This works very well for the version of Grafana given in the yaml file (image: docker.io/grafana/grafana:8.5.6), but I have not been able to make it work with any 9.x version of Grafana, so something seems to break between the two major versions.
With version 9.5.3 of Grafana, I am able to retrieve the labels, when I explore the Loki datasource in Grafana, but no data is shown.
I have looked through the release notes for Grafana and enabled more logging in Grafana without being able to figure out what goes wrong. That said I’m both a beginner in regard to Loki and Grafana, so I might have missed something.
Has anybody managed to get it working with a 9.x version of Grafana?
If so any pointers that could lead to a solution would be appreciated.

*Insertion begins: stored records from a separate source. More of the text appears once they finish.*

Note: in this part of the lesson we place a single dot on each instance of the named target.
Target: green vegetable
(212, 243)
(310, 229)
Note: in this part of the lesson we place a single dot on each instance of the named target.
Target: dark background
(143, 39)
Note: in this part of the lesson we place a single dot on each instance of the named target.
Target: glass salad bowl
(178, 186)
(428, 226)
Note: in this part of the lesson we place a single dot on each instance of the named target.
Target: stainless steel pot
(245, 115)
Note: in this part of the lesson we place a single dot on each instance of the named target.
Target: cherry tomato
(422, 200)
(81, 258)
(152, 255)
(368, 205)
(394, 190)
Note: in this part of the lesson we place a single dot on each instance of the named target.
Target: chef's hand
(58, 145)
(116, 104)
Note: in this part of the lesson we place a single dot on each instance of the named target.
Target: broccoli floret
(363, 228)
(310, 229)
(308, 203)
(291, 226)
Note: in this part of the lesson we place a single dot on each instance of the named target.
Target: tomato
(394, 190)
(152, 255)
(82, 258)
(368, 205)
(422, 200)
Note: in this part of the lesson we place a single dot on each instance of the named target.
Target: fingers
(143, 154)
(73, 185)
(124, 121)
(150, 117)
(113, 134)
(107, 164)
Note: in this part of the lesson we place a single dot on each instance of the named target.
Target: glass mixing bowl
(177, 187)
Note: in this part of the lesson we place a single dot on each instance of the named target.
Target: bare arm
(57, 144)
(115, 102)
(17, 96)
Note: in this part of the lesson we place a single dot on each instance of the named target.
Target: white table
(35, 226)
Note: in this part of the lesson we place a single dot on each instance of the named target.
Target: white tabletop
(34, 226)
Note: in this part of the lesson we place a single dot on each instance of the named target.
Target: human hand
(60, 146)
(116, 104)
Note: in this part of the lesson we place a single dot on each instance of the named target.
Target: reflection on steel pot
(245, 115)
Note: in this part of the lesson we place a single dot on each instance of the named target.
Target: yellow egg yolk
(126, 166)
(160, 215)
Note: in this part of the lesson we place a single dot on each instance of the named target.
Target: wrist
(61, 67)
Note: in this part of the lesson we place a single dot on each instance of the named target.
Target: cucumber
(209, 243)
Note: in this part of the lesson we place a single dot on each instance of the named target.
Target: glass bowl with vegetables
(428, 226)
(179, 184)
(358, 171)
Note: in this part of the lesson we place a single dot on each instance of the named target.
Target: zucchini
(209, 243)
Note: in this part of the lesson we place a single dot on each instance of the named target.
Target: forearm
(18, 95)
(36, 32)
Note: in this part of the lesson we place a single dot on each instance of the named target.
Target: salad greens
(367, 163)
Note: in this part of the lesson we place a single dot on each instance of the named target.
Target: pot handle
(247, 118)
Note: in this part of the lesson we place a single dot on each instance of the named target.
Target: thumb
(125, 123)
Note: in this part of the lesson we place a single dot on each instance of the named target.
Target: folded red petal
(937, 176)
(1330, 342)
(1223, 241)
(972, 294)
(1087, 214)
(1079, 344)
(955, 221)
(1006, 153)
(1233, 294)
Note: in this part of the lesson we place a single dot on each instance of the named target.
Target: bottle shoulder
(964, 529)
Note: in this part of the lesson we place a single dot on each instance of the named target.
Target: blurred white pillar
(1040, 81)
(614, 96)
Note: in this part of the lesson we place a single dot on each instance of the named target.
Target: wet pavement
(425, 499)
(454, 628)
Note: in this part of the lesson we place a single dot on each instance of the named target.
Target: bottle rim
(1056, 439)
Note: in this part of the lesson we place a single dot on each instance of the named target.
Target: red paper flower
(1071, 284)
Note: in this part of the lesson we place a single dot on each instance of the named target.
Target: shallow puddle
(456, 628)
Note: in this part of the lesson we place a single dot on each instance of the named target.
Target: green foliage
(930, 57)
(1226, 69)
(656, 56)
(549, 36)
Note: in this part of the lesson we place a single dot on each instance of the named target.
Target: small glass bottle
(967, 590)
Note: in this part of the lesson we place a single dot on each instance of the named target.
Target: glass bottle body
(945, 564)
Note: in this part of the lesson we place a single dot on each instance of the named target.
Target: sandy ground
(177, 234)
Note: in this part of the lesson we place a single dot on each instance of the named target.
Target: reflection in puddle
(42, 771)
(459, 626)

Thanks for the reply. Here are some screenshots. The two first is by using Grafana 9.5.3 where the labels are retrieved but no data was found. The last one is using Grafana 8.5.6 (the image from the example), and here the same query returns data.
I noticed that if I press the “live” button I get data (don’t know why I haven’t done that before). It therefore seems to be a problem related to the time range when I do a search.
If you suspect time range being the problem, have you tried specifying different time range and see if you get data? When you press “live”, what’s the latest timestamp on the last log? Does new log continue to come in?
I tried changing the time range, without any luck (including a time range a day in the past to see if its the time offset, that are causing the problem) . I still don’t get data this way.
The entries retrieved when doing live looks fine. At 7:42 local time I got the following entry:
We updated to the lastest version of Red Hats Loki Operator yesterday (v5.7.2), which didn’t make a difference
As far as we can see of the images, this should result in Loki version 2.8.x being installed at the cluster. Given that we are not sure we have asked Red Hat. I will get back when we have an answer from Red Hat.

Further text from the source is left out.